After lunch, Dr Tom Shakespeare, research fellow at the Institute for Policy and Practice at Newcastle University, tackled issues relating to embryo selection following PGD (preimplantation genetic diagnosis talking to the title 'Means, Ends, Commodities or Gifts: the Ethics of Choosing Children'. Liberal in his approach, he drew back from advocating that parents alone should decide on the use of PGD. He favoured devolving regulation of PGD to the regulatory authority in a way that took account of the views of the parents and the clinicians caring for them.
In the same way that research into PGD provided a backdrop for the passage of the original HFE Act through Parliament, human embryonic stem cell (ES cell) research provides the backdrop to the new legislation. Dr Stephen Minger, Director of King's Stem Cell Biology Laboratory at Kings College London introduced the science behind therapeutic and research applications of human stem cells, embryonic and otherwise. He explained that it was the expected very low success rate of being able to grow human ES cells after therapeutic cloning - placing a nucleus from a somatic cell from a specific person (such as the patient) into an enucleated egg - that was behind his recent application to the HFEA to use bovine rather than human eggs for his research. He expects to use thousands of bovine (enucleated) eggs during research to learn how better to create human ES cells in a way that would be useful for the treatment of conditions like Parkinson's disease in the future.
After tea, John Parsons, consultant obstetrician, gynaecologist and director of the Assisted Conception Unit at Kings College Hospital, tackled a problem area with current legislation that has been rather overlooked in the debates so far, namely widespread and often irrational confidentiality restrictions. Based on his own clinic survey, he concluded that only with gamete donation is it perhaps appropriate for the patient to be asked to agree to her GP being informed of the procedure. In other areas of assisted reproduction, he argued that confidentiality should be as for all other medical procedures - it would make for better clinical practice.
Finally, Professor Eric Blyth discussed the politics of donor conception and birth registration, starting with a review on how attitudes to gamete donation and legislation have changed since the late 1940s when the then Archbishop of Canterbury called for donor insemination to be made a criminal offence. Whilst there seems to be increasing acceptance that children should be told about the nature of their conception, it was not clear what the best way was of achieving this. It is not just a debate of what goes on the birth certificate, but how all the various birth and related registers are handled for the benefit of the children born of donor conception.
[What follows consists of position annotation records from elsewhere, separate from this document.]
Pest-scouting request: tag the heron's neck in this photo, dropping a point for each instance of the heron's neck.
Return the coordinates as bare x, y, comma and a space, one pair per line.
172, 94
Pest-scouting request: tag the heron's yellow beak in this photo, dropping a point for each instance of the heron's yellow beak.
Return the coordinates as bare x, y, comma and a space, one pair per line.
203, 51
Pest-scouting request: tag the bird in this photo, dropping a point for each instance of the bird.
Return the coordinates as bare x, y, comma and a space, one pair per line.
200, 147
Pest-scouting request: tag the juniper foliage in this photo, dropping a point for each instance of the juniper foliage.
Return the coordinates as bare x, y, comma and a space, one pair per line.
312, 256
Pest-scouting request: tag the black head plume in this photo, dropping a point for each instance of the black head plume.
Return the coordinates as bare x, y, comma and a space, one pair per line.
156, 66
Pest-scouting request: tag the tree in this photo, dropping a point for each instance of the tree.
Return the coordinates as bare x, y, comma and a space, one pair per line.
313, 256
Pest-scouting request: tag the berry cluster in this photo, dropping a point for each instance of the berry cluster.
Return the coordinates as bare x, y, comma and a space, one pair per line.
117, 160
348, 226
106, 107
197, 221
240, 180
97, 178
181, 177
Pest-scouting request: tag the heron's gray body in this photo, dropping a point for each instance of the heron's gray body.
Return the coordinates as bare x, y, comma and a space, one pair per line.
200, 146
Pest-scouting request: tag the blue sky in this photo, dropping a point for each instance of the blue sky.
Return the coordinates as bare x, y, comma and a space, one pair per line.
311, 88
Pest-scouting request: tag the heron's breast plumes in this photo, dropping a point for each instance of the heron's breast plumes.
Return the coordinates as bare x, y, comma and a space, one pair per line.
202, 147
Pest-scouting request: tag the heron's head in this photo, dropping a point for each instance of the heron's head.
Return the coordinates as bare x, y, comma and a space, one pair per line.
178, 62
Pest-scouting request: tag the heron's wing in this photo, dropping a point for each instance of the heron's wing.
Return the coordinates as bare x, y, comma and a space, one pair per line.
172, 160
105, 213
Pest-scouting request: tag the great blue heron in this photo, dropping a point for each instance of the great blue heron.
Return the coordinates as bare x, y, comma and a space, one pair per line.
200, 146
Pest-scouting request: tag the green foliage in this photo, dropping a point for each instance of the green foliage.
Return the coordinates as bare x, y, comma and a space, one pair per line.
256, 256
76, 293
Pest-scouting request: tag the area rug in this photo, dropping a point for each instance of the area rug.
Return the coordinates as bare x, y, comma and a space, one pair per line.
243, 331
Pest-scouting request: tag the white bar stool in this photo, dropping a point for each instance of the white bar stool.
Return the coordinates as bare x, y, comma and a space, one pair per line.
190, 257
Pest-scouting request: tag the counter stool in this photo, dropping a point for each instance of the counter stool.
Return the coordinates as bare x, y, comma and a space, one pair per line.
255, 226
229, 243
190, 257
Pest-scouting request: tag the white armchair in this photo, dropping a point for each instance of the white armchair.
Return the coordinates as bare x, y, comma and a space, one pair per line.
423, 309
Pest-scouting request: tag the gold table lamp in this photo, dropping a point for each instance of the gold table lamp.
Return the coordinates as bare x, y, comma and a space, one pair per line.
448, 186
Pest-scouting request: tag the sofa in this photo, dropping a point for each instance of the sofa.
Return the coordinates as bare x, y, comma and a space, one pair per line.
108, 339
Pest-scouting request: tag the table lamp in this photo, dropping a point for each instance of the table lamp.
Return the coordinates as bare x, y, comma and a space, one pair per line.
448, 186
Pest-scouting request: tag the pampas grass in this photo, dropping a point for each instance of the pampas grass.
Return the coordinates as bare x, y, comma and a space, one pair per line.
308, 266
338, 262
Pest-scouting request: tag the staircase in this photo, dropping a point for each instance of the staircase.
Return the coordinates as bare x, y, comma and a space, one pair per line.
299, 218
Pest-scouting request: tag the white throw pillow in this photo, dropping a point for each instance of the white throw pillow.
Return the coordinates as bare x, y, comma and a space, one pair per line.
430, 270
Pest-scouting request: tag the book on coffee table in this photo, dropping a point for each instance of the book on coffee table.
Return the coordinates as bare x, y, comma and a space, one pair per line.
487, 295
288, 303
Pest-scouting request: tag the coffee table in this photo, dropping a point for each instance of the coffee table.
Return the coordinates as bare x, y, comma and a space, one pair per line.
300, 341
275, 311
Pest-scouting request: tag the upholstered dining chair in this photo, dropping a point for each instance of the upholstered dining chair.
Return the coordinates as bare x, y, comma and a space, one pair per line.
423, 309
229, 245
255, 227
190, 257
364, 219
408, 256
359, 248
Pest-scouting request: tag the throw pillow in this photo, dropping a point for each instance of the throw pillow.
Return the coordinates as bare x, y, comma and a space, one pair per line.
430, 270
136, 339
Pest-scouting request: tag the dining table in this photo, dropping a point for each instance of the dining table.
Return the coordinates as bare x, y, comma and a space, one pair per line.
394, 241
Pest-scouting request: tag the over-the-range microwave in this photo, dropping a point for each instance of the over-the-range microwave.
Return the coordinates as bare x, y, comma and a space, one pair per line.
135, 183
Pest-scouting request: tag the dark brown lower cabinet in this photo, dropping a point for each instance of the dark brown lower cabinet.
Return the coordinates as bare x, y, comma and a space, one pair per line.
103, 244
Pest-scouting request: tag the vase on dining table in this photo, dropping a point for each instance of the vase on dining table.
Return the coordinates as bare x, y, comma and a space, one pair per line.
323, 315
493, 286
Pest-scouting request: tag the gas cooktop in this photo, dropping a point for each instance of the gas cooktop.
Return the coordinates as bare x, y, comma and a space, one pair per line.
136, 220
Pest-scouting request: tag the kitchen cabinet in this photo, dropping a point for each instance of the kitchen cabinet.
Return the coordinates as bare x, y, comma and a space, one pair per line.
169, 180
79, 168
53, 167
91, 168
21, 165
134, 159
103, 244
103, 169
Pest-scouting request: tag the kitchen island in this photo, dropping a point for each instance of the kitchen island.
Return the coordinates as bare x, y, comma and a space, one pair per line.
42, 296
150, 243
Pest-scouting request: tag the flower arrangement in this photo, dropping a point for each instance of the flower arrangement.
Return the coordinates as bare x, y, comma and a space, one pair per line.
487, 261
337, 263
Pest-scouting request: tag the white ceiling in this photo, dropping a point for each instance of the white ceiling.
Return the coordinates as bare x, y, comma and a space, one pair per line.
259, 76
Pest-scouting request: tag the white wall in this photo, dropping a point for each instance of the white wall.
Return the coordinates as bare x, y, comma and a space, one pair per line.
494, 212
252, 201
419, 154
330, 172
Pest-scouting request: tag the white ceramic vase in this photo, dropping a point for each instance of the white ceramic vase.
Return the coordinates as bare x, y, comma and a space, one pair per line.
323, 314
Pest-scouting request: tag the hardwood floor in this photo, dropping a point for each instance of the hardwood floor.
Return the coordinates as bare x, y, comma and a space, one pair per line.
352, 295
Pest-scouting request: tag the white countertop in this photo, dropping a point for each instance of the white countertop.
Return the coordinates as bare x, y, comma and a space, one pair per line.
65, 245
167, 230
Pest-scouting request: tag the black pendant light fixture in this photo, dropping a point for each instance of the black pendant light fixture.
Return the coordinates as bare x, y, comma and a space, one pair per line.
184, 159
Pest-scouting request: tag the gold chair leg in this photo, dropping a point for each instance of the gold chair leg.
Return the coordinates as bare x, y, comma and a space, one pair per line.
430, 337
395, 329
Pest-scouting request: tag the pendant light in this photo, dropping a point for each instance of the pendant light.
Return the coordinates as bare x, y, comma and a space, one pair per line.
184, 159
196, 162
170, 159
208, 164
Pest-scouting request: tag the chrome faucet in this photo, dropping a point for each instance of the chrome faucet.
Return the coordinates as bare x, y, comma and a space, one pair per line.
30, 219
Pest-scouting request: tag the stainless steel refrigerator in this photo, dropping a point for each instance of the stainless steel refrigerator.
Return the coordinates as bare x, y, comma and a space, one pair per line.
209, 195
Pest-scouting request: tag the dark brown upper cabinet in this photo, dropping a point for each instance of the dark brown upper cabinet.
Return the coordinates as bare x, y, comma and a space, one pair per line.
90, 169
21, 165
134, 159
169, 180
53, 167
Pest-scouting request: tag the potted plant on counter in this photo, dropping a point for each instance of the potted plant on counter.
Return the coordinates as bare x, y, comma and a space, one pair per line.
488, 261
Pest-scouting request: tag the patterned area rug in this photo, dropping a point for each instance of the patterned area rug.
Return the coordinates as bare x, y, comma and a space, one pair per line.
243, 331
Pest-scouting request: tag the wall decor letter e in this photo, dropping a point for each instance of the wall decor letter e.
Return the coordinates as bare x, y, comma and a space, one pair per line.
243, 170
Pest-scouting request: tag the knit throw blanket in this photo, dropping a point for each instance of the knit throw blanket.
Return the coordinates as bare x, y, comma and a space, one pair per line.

The day's proceedings were admirably chaired by Baroness Ruth Deech, former chair of the HFEA and Professor Alison Murdoch, head of reproductive medicine at Newcastle University. In the Progress Educational Trust tradition, there was ample time for audience participation in the discussion. The Progress Educational Trust was grateful for a Galton Institute conference grant and some sponsorship from Clifford Chance to help with the costs of putting on the conference.